Journal Club

Ultra High Dose and IV Bolus Nitroglycerin for SCAPE

Washington University Emergency Medicine Journal Club – May 2024

Hello all,

This month’s journal club will focus on ultra-high dose nitroglycerin and IV nitroglycerin bolus for SCAPE (sympathetic crashing acute pulmonary edema). Please see the attached articles and make every effort to attend.

The PGY-1 and PGY-2 articles will be reviewed using the Therapy form; the PGY-3 and PGY-4 articles will be reviewed using the Case Series form.


Vignette

It’s nine o’clock on a Saturday, and the regular crowd shuffles in (you know…Charles,
Tiffany, Jason) when EMS brings Mr. H to TCC-1. Per report Mr. H has a history of
congestive heart failure and hypertension and presents with acute onset of
shortness of breath while watching the Cardinals game earlier in the evening. He
arrives very dyspneic, in severe distress, with a blood pressure of 220/145, O2
saturation 93% on a non-rebreather, and a HR of 113. He has diffuse rales on your
exam, denies chest pain, denies recent lower extremity swelling, and reports
adherence with his anti-hypertensives and diuretics.
You are concerned for SCAPE (sympathetic crashing acute pulmonary edema) and
immediately place the patient on BiPAP and request a nitroglycerin drip, which you
start a 100 mcg/min with a plan to uptitrate to achieve blood pressure control and
improvement in symptoms. Your attending asks if you would consider an IV bolus of
nitroglycerin (which you have never given before) and if you’re sure you don’t want
to start the drip at a significantly higher rate.
You continue managing the patient, who improves significantly with BiPAP and the
nitroglycerin drip, but continue to ponder your attending’s questions.

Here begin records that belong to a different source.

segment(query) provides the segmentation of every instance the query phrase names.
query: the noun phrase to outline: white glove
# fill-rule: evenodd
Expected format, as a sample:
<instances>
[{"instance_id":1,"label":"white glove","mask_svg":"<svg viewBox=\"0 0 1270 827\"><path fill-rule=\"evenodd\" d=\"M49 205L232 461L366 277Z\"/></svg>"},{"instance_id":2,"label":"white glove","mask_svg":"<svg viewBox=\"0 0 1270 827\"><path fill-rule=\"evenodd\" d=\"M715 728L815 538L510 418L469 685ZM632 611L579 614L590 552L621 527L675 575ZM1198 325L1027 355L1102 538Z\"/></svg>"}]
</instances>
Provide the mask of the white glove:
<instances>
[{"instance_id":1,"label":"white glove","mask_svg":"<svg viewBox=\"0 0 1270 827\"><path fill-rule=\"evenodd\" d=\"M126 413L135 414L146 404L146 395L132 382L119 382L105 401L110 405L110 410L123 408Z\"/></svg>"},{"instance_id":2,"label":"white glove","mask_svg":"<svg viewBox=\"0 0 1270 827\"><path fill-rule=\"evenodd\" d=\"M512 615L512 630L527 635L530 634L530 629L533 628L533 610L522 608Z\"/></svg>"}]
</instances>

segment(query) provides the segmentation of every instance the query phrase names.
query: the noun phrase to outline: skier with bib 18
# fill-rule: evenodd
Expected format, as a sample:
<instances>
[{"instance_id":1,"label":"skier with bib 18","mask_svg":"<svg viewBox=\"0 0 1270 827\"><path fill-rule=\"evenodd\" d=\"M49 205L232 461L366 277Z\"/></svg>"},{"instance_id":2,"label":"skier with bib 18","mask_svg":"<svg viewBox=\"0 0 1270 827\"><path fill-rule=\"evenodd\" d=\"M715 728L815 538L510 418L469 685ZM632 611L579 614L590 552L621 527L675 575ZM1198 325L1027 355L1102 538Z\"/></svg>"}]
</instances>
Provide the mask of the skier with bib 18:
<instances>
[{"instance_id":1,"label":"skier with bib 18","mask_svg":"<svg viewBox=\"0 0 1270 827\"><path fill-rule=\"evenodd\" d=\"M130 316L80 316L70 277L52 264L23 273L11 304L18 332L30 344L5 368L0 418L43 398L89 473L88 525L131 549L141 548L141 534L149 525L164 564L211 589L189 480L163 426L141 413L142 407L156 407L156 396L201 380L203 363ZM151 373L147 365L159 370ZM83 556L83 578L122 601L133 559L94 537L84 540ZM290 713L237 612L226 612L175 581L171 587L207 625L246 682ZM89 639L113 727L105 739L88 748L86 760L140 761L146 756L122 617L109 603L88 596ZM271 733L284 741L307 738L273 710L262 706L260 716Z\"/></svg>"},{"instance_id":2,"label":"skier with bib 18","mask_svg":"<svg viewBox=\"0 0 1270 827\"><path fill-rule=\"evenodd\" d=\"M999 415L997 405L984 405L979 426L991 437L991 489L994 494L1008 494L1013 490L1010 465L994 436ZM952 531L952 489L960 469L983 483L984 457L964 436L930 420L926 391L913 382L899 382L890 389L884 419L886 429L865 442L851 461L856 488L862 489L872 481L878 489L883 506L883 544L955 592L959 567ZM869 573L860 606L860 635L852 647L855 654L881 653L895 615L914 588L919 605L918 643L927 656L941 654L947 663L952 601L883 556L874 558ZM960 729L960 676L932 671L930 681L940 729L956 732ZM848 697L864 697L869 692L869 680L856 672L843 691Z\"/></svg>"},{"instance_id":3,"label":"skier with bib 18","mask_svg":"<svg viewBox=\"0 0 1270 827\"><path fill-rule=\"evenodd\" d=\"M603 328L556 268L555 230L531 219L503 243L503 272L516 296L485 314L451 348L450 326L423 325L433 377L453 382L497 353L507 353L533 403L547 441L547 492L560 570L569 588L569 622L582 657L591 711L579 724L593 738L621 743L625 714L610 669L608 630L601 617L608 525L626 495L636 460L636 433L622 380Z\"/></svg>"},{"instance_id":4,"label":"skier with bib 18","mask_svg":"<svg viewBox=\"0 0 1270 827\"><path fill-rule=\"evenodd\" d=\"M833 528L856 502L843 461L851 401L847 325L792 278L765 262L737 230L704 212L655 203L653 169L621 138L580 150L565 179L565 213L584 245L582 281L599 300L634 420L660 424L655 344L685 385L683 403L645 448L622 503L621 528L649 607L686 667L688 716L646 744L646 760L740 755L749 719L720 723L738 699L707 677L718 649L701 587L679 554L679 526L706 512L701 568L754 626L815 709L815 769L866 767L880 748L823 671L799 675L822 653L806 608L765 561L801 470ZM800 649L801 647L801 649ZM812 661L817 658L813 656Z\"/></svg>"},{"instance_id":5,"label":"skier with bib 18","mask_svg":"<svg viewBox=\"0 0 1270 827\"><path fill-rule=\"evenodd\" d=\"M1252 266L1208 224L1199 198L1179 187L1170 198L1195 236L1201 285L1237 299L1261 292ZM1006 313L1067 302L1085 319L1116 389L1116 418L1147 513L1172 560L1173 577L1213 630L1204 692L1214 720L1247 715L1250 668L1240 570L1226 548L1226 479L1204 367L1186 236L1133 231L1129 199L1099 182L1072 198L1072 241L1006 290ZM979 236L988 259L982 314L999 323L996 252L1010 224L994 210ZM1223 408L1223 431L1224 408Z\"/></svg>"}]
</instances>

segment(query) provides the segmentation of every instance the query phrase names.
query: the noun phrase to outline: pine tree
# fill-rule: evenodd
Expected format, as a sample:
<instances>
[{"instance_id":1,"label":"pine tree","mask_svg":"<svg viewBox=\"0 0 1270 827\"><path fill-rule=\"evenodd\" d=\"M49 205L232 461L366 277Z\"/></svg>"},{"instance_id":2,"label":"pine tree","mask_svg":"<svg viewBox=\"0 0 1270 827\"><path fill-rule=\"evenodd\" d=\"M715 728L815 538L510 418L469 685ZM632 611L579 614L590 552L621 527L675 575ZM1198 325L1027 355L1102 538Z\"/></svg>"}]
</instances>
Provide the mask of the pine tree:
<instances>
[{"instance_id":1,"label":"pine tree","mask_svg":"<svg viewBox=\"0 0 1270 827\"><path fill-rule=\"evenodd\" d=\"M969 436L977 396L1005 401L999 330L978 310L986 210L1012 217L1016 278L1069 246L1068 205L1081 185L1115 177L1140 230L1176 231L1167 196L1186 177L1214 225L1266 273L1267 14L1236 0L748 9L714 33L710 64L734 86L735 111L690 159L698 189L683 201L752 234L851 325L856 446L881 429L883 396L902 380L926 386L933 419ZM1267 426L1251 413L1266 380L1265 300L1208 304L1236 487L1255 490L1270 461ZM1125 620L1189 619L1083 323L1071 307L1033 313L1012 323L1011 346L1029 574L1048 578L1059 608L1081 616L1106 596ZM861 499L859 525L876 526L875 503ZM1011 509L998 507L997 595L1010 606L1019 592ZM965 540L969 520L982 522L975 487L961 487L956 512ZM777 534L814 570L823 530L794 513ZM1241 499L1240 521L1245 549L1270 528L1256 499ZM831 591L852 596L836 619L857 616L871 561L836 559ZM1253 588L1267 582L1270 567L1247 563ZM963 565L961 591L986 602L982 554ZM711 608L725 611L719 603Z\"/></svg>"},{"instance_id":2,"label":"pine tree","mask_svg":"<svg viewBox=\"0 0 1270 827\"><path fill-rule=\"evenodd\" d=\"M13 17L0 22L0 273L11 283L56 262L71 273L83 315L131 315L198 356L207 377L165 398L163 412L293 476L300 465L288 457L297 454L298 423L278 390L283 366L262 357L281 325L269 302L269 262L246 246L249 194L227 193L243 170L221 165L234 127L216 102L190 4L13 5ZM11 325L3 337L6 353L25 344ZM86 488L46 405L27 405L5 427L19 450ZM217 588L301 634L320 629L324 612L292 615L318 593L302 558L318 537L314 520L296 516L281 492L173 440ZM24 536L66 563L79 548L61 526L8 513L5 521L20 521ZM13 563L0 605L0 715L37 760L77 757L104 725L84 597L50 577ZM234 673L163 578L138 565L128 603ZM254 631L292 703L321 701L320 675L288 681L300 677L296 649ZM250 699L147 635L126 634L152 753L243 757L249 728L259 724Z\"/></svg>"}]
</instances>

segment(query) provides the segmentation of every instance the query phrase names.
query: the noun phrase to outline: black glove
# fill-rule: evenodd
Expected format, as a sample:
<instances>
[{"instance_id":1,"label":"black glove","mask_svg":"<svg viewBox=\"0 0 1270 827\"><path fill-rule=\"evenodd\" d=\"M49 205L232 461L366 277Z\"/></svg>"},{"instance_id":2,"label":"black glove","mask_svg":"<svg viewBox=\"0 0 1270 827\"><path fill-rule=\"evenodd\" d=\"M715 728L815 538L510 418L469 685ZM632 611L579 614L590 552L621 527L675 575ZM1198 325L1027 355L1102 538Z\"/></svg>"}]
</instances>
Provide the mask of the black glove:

When your
shift ends, you decide to look further into the literature to see what the evidence
shows…


PICO Question
Population: Adult patients presenting to the ED with sympathetic crashing acute
pulmonary edema (SCAPE)
Intervention: IV bolus nitroglycerin + other standard care
Comparison: Standard care with continuous IV nitroglycerin infusion
Outcome: Need for intubation, mortality, ICU admission, ICU and hospital length of
stay, clinically significant hypotension, stroke, myocardial infarction


Search Strategy

PubMed was searched using the term “nitroglycerin bolus” which resulted in 413
citations (https://tinyurl.com/rvyz5mua). From these, 4 relevant articles were
chosen.


Article 1: Levy P, Compton S, Welch R, et al. Treatment of severe decompensated
heart failure with high-dose intravenous nitroglycerin: a feasibility and outcome
analysis. Ann Emerg Med. 2007 Aug;50(2):144-52. [Answer Key]
Article 2: Wilson SS, Kwiatkowski GM, Millis SR, Purakal JD, Mahajan AP, Levy PD.
Use of nitroglycerin by bolus prevents intensive care unit admission in patients with
acute hypertensive heart failure. Am J Emerg Med. 2017 Jan;35(1):126-131. [Answer Key]
Article 3: Nashed AH, Allegra JR. Intravenous nitroglycerin boluses in treating
patients with cardiogenic pulmonary edema. Am J Emerg Med. 1995 Sep;13(5):612-3. [AnswerKey]
Article 4: Mathew R, Kumar A, Sahu A, Wali S, Aggarwal P. High-Dose Nitroglycerin
Bolus for Sympathetic Crashing Acute Pulmonary Edema: A Prospective
Observational Pilot Study. J Emerg Med. 2021 Sep;61(3):271-277. [Answer Key]


Bottom Line

Sympathetic crashing acute pulmonary edema (SCAPE)—formerly referred to as flash pulmonary edema—is characterized by a sudden rise in blood pressure
resulting in the rapid development of pulmonary edema leading to dyspnea, hypoxia,
and respiratory distress. The primary management includes the use of positive
pressure ventilation, either by continuous positive airway pressure (CPAP) or bilevel
positive airway pressure (BiPAP), combined with nitroglycerin. Nitroglycerin leads
to both venodilation, thereby decreasing preload to the heart, and arterial dilation,
which decreases afterload. The doses required to affect the arterial system are
typically much higher than those used for ischemic chest pain, leading to the
frequent use of high-dose IV nitroglycerin in patients with SCAPE, with rates often as
high as 200-300 mcg/minute. Some institutions also use bolus doses of IV
nitroglycerin, often as high 1-2 mg over 2 minutes, in the initial phase of
management.


Literature supporting bolus doses of IV nitroglycerin in the management of SCAPE is
limited, but does suggest utility and safety with this approach. Two cases series
published over two decades apart (Nashed 1995, Mathew 2021) using bolus doses
as high as 0.4 mg and 1 mg, respectively, in addition to continuous nitroglycerin
infusions found that symptom resolution occurred in 83.3% of patients within 30
minutes in the former study and 96% of patients within 6 hours in the latter. No
incidents of clinically relevant hypotension occurred in either series.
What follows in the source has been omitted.